So who replaces Steve Roush on the USATF High Performance Audit Panel?

In Tuesday's USA Today and several other national publications, the US Olympic Committee announced that its chief of sport performance, Steve Roush, resigned from his position.

Roush, 50, has held the position since March 2003 - first on an interim basis and then full time beginning in May 2004. He joined the USOC in July 2000 as a Sport Partnership Director after serving as Assistant Executive Director of USA Swimming from 1994-2000.

As Chief of Sport Performance, Roush oversaw the various USOC divisions responsible for providing benefits and services to America's athletes and National Governing Bodies. During his tenure, United States Teams achieved unprecedented success in the Olympic Games, including record-setting performances at the 2008 Beijing Games (110 medals, the most ever for a U.S. Team in a full-participation Games) and the 2006 Torino Winter Games (25, the most ever for a U.S. Winter Team competing outside the United States).

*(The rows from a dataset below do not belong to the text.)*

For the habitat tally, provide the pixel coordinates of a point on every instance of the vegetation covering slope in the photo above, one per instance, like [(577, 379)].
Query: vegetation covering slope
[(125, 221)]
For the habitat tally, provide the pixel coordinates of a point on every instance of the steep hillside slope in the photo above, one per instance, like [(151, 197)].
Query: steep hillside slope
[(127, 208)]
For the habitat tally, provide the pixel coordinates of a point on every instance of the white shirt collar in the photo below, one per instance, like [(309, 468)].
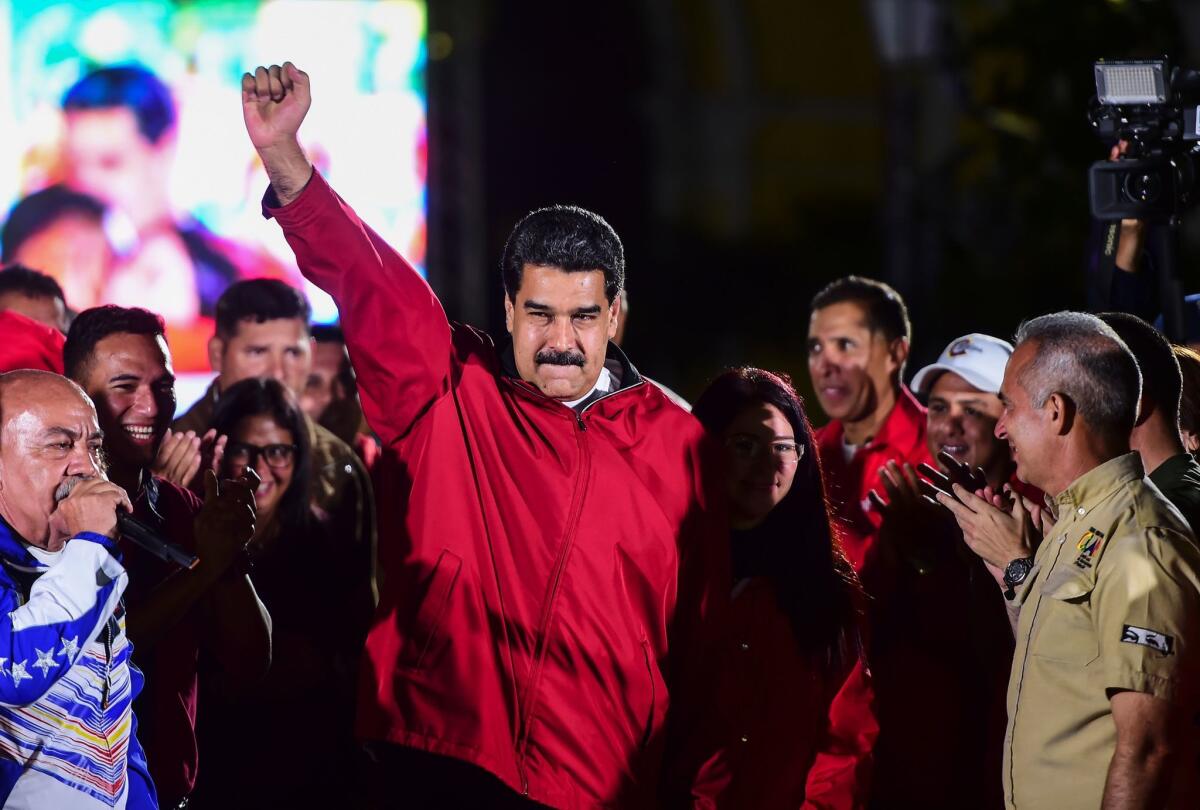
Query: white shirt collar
[(604, 384)]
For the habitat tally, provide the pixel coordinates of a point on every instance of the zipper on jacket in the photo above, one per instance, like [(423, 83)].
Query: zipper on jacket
[(559, 564), (552, 598)]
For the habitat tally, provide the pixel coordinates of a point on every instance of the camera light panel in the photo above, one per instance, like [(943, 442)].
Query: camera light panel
[(1131, 83)]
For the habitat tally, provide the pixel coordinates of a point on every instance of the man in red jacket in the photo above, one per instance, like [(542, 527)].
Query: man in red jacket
[(546, 543), (858, 343)]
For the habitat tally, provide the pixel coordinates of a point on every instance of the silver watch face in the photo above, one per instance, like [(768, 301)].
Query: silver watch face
[(1018, 570)]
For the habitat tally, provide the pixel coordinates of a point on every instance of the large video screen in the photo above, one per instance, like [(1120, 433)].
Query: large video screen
[(125, 169)]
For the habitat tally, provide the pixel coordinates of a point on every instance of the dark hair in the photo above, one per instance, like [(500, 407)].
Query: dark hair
[(30, 283), (1162, 382), (131, 87), (814, 582), (42, 209), (1189, 403), (328, 334), (93, 325), (259, 300), (886, 311), (264, 396), (564, 237)]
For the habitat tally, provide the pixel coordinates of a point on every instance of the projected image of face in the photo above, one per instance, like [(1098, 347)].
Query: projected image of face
[(129, 105), (112, 160)]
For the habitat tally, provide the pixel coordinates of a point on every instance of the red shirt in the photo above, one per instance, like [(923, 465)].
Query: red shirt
[(549, 575), (787, 735), (166, 708), (900, 438)]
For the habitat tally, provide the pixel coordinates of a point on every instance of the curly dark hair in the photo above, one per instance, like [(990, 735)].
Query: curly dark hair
[(815, 585)]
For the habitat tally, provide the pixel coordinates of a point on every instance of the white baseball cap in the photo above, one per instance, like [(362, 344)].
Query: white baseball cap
[(978, 359)]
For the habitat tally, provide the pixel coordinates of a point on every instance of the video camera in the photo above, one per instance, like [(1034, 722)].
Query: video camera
[(1155, 109)]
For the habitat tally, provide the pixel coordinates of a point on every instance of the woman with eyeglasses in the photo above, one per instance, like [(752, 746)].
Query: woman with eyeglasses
[(791, 724), (288, 742)]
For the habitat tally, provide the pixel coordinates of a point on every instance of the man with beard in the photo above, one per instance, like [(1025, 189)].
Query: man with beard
[(67, 732), (120, 358), (549, 553)]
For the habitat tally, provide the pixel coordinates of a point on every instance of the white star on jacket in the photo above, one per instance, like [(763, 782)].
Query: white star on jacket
[(18, 673), (45, 661)]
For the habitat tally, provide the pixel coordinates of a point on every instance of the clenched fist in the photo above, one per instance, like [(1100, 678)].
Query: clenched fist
[(274, 102)]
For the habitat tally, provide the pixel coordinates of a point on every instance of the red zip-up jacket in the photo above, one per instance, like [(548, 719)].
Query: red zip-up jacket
[(787, 736), (546, 574), (900, 438)]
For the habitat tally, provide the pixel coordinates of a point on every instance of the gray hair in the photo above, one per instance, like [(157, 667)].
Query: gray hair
[(1081, 358)]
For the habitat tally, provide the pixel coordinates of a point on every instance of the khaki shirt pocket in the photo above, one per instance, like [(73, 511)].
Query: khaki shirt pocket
[(1065, 628)]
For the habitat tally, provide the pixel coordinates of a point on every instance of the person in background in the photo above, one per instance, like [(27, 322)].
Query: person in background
[(858, 343), (61, 233), (67, 729), (1104, 677), (33, 294), (330, 395), (27, 343), (319, 593), (1156, 436), (791, 723), (942, 645), (262, 330), (120, 359), (1189, 401)]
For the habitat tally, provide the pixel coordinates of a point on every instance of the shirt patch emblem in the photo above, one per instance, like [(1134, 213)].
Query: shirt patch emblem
[(1087, 546), (1152, 639)]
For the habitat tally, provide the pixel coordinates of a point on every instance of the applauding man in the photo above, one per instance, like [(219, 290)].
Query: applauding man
[(1109, 606)]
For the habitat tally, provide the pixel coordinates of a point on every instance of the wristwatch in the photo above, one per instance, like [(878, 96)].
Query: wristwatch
[(1015, 574)]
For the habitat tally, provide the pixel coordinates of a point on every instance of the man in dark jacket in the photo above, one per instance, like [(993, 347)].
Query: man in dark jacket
[(547, 550)]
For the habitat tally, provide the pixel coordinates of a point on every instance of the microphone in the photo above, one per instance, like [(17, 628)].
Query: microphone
[(136, 531), (143, 535)]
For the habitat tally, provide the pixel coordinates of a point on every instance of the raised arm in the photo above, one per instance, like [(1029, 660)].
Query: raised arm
[(396, 331)]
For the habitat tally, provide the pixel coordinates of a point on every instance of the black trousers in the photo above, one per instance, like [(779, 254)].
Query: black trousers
[(405, 778)]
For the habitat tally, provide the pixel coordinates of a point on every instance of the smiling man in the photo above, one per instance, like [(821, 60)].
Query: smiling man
[(1103, 691), (120, 358), (545, 538)]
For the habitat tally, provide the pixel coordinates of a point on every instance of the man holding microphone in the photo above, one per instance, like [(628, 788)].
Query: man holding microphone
[(67, 732)]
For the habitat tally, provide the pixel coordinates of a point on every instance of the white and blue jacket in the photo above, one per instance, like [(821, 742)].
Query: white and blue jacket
[(67, 732)]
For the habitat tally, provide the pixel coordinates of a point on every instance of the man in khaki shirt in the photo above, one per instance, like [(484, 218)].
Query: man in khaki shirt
[(1103, 691)]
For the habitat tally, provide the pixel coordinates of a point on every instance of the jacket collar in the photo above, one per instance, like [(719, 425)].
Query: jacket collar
[(15, 551), (623, 372)]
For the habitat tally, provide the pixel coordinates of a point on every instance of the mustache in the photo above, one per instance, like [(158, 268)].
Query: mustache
[(556, 358), (67, 486)]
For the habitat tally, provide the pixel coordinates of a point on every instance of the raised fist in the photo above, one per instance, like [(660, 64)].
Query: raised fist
[(274, 102)]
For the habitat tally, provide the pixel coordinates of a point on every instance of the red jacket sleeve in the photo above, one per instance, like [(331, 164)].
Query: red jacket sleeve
[(396, 331), (840, 773)]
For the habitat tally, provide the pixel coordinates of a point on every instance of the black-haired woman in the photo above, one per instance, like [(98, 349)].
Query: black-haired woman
[(792, 717), (289, 742)]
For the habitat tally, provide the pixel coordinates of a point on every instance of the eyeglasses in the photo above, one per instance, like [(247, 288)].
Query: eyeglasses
[(748, 448), (246, 455)]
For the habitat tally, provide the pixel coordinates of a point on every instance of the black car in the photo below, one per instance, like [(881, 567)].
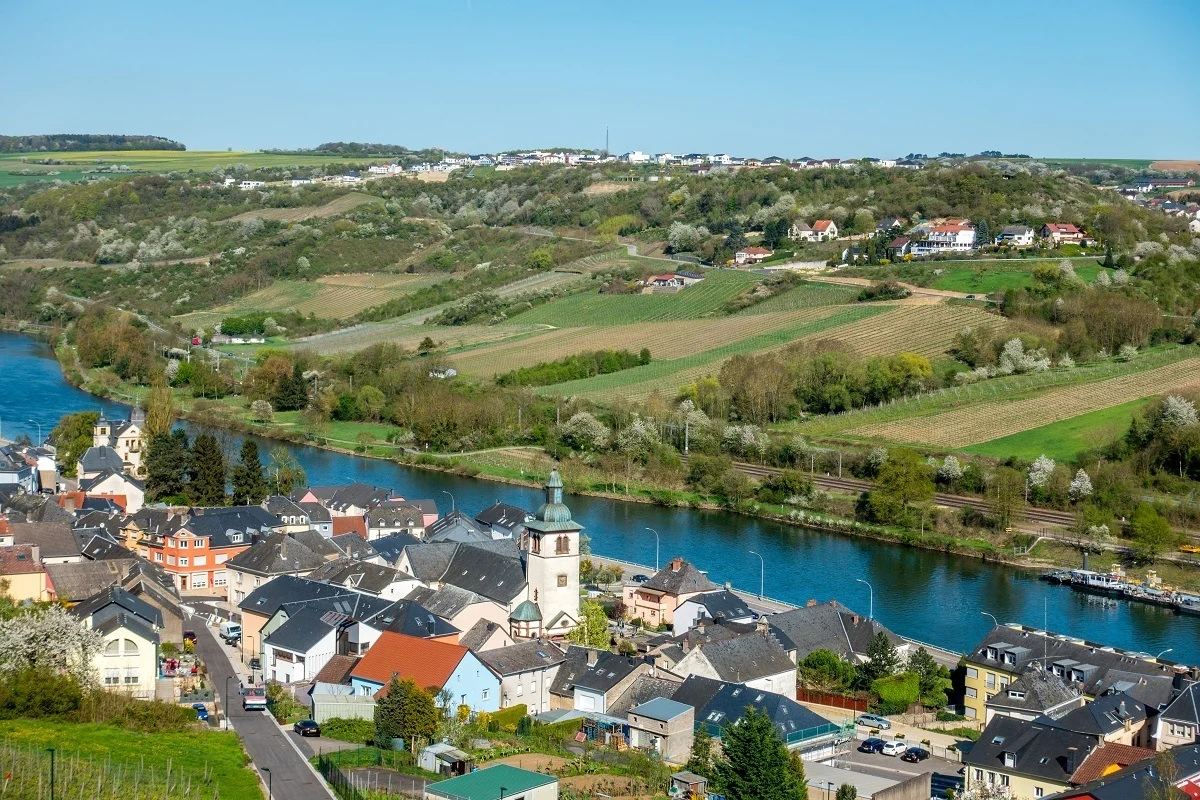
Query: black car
[(307, 728)]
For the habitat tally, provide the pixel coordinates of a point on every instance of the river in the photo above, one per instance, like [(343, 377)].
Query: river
[(929, 596)]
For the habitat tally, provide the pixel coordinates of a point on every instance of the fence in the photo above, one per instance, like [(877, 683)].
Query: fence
[(856, 704)]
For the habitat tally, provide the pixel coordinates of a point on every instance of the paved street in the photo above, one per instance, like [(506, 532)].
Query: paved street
[(265, 743)]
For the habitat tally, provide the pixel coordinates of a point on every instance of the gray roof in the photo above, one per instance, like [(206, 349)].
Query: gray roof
[(523, 656), (747, 657), (679, 577), (99, 459), (276, 554), (1038, 751), (826, 626)]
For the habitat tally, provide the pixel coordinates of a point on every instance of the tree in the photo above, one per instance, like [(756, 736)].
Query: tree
[(406, 711), (72, 437), (249, 482), (287, 474), (904, 479), (208, 471), (701, 758), (593, 627), (882, 660), (827, 672), (756, 764), (161, 408), (166, 462)]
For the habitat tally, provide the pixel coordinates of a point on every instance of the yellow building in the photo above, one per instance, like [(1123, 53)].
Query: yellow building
[(22, 573)]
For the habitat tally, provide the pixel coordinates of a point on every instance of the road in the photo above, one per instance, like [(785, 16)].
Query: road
[(265, 741)]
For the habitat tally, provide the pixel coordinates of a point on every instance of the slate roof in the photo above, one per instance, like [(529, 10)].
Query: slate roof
[(276, 554), (1039, 751), (720, 704), (826, 626), (609, 671), (1042, 691), (522, 656), (53, 539), (97, 459), (723, 605), (337, 669), (411, 618), (1185, 708), (679, 577), (119, 597), (747, 657)]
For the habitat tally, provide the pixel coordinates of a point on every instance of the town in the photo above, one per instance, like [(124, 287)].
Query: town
[(330, 609)]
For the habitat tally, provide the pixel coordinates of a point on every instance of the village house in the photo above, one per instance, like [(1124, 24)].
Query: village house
[(655, 601)]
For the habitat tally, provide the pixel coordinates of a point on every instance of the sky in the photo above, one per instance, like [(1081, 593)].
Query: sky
[(1053, 78)]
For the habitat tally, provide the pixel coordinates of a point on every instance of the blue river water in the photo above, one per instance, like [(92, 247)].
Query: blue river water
[(929, 596)]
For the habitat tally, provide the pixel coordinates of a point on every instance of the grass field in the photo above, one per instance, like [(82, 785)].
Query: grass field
[(594, 308), (667, 376), (190, 755), (1001, 277), (995, 419), (299, 214), (1063, 440)]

Roush made headlines last summer in Beijing for all the wrong reasons--he was the USOC administrator who publicly reprimanded and demanded apologies from four US cyclists for wearing USOC issued air-filtering masks in the Beijing airport upon their arrival from the USA.

"He put a very big negative mark on my Olympics," Bobby Lea--one of the four cyclists, said of Roush, "and you don't want to ever wish hardship on someone — especially in these kind of economic times — but it seems that for every action there is a reaction. Maybe this was a little karma coming back around."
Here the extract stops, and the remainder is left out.